The possible snag might come in terms of software. The Dizmo platform is reliant on digital gizmos or ‘Dizmos’ - you can’t just grab anything from your laptop and fling it into DizmoSpace. Once created, Dizmos can be rotated, resized, scaled, grouped, customised and linked together via ‘docking’ to exchange data and unlock new functionality. For example, the company suggests you could have a temperature Dizmo connected to a Phillips Hue lamp. However, unless developers leap on board, you’ll likely end up with a rather empty DizmoSpace and a Dizmo sadface.

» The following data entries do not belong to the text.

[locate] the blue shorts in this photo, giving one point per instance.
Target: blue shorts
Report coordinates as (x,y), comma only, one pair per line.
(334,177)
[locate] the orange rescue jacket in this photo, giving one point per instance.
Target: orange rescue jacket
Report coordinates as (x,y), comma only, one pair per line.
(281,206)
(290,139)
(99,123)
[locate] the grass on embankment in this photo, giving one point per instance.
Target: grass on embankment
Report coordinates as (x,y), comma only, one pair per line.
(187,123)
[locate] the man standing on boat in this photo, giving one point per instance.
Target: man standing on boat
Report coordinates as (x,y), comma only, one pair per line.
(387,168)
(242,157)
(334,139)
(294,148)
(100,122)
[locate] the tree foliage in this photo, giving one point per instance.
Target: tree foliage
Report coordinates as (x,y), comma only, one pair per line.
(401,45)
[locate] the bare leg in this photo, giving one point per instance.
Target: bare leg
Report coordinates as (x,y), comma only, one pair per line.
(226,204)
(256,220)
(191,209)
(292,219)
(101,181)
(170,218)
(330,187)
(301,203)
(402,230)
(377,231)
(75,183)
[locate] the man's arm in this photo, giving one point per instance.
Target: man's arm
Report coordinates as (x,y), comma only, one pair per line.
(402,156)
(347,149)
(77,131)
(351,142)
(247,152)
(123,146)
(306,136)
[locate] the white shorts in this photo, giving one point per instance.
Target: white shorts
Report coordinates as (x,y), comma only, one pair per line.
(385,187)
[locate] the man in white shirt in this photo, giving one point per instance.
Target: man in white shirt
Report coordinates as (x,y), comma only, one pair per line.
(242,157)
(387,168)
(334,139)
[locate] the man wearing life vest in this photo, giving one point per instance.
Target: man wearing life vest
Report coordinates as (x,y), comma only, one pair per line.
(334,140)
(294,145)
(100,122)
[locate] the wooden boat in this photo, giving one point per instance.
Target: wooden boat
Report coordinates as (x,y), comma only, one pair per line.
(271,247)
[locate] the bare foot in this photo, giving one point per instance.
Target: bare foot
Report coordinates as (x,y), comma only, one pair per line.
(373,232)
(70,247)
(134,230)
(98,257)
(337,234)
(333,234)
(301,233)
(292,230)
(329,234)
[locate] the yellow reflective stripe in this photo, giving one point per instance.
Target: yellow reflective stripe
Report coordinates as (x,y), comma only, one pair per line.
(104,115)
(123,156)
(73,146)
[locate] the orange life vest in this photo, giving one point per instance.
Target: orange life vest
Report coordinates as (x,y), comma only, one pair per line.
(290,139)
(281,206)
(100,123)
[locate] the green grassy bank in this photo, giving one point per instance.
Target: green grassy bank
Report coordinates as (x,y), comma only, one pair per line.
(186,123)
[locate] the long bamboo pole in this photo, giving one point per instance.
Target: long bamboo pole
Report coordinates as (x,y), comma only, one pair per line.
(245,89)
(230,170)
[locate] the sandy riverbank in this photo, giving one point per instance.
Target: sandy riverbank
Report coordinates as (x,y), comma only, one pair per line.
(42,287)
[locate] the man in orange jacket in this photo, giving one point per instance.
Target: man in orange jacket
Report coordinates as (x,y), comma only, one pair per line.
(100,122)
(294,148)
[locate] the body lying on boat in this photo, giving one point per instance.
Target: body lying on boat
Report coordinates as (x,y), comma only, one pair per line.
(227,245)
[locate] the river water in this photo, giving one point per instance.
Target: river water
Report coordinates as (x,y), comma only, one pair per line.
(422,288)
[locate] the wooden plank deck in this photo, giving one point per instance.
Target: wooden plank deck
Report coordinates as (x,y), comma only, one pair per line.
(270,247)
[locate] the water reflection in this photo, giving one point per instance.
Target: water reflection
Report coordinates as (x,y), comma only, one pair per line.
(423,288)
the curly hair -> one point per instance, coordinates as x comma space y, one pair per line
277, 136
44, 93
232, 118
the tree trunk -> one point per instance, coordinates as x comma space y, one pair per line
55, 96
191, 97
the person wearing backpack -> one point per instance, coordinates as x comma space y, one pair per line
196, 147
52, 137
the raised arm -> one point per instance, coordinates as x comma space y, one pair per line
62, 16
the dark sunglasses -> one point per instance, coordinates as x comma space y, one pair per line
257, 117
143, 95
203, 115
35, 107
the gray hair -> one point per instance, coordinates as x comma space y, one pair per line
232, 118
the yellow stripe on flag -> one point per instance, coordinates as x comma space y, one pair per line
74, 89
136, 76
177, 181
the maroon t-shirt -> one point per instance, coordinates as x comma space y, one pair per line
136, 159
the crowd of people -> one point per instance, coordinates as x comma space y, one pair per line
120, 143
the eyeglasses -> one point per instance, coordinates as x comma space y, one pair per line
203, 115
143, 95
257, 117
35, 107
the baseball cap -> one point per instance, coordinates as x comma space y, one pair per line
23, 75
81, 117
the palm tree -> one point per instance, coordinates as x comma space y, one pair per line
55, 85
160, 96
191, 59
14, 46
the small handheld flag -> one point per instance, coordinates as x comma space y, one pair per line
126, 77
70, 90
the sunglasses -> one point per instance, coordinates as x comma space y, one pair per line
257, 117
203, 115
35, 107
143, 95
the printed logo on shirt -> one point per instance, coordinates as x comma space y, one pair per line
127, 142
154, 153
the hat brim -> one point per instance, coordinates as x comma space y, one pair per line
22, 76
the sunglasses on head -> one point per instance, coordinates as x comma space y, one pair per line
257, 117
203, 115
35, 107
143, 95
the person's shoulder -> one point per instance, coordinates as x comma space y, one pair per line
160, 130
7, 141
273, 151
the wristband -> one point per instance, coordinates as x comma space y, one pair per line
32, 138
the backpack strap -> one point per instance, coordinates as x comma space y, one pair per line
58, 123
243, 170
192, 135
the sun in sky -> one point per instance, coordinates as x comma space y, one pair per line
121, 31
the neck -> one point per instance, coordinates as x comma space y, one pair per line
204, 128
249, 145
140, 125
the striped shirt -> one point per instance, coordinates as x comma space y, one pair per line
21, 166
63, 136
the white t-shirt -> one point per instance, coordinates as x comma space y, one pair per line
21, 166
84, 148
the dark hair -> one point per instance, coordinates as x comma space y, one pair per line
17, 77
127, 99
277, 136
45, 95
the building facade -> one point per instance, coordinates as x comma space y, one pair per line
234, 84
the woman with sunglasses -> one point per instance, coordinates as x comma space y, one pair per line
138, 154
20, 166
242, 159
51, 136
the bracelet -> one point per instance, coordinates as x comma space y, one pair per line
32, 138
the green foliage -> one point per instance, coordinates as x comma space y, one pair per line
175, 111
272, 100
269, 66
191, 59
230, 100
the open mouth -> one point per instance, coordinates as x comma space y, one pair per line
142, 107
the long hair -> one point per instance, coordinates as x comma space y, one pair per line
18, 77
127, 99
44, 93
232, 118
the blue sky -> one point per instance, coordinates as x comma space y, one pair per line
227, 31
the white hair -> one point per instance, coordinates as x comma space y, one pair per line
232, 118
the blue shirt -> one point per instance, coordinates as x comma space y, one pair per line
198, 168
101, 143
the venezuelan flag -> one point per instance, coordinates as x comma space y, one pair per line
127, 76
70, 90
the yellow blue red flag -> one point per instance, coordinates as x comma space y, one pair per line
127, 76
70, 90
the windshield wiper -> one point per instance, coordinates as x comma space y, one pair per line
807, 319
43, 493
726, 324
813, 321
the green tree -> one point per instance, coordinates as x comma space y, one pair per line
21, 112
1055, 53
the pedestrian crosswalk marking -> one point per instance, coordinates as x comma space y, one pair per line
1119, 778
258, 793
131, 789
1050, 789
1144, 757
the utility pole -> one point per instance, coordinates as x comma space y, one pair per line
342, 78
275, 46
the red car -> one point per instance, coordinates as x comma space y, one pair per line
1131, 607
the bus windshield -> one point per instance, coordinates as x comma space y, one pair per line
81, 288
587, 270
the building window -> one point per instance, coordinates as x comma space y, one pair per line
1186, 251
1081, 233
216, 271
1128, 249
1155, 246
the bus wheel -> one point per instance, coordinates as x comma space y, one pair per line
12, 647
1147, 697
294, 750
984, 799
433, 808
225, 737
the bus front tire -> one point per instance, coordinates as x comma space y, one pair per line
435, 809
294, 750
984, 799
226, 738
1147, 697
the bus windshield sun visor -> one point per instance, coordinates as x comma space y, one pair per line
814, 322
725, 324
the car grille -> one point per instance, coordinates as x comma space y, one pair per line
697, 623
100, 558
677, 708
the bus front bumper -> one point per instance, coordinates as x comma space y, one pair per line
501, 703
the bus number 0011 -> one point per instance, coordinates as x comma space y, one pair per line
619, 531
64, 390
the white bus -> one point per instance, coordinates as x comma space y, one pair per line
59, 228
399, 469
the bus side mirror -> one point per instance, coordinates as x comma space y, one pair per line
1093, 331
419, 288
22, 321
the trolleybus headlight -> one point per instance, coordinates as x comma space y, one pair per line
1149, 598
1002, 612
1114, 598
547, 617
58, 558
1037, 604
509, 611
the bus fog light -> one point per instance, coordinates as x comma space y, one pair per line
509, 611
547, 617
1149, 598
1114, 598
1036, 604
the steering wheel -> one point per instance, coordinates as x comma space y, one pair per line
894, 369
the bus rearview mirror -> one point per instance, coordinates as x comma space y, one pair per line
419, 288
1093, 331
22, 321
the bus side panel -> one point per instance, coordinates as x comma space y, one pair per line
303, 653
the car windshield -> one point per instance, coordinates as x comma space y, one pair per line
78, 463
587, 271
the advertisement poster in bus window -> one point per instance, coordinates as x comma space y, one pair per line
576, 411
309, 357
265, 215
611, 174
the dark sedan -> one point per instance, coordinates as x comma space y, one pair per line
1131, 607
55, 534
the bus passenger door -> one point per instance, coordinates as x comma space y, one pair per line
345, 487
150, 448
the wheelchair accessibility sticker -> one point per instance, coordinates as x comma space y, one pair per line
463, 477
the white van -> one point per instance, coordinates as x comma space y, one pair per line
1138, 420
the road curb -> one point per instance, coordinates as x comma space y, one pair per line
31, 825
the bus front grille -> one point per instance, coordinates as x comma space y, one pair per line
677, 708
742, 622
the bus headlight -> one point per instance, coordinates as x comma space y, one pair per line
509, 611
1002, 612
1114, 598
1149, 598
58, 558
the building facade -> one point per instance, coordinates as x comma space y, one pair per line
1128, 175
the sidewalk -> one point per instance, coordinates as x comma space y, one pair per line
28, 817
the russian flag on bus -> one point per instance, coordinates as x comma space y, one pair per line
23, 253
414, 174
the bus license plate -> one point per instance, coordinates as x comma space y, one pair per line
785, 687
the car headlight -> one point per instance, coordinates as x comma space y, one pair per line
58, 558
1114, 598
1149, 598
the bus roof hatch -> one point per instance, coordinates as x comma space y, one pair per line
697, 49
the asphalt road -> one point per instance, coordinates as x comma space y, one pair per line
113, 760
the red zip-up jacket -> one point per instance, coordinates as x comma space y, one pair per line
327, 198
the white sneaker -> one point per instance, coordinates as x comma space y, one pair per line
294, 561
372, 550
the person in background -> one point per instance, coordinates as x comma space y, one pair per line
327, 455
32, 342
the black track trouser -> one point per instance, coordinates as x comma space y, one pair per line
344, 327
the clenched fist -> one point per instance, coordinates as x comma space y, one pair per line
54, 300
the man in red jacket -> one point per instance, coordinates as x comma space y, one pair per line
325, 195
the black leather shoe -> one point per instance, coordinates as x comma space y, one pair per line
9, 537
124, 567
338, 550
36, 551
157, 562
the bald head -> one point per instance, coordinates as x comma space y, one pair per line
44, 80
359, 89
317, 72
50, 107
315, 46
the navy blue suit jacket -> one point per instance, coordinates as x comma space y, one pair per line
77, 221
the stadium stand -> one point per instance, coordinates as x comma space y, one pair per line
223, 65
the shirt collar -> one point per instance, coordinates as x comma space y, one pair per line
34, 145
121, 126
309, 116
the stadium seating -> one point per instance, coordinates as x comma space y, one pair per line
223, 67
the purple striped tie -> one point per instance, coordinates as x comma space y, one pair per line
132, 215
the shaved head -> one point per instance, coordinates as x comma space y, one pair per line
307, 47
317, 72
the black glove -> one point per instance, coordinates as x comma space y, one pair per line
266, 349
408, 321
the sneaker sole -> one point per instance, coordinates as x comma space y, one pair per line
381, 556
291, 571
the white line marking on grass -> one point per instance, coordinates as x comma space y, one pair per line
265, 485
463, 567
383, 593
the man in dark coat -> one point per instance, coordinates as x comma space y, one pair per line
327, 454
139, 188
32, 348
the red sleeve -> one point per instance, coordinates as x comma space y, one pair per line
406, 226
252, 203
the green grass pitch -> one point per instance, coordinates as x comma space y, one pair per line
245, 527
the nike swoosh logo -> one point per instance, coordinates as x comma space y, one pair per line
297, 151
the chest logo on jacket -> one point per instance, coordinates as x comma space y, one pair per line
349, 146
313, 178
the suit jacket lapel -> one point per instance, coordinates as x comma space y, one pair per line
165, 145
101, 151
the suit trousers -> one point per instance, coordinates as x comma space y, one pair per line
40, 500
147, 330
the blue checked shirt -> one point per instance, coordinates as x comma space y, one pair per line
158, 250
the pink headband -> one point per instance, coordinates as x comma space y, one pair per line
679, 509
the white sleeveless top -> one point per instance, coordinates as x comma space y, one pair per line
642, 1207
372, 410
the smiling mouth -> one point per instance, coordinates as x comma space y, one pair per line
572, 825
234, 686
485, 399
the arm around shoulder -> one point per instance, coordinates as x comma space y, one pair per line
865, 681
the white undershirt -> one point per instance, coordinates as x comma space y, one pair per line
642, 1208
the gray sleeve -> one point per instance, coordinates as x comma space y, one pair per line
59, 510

It comes as a surprise, then, that even the most basic developer licence will cost US$69 and only enable you to create for up to three devices. The ‘premium’ option expands this to ten devices and will initially cost US$99. The service also appears to be prepping monthly subscriptions for the all-important live collaboration and set-up synchronisation aspects, which could be a spanner in the works for anyone beyond wealthy corporates.

If you’re nonetheless intrigued, the first 100 sign-ups from today at 9am PST (5pm UK time) will be free. We hope at least one of them somehow makes a Dizmo that talks like J.A.R.V.I.S.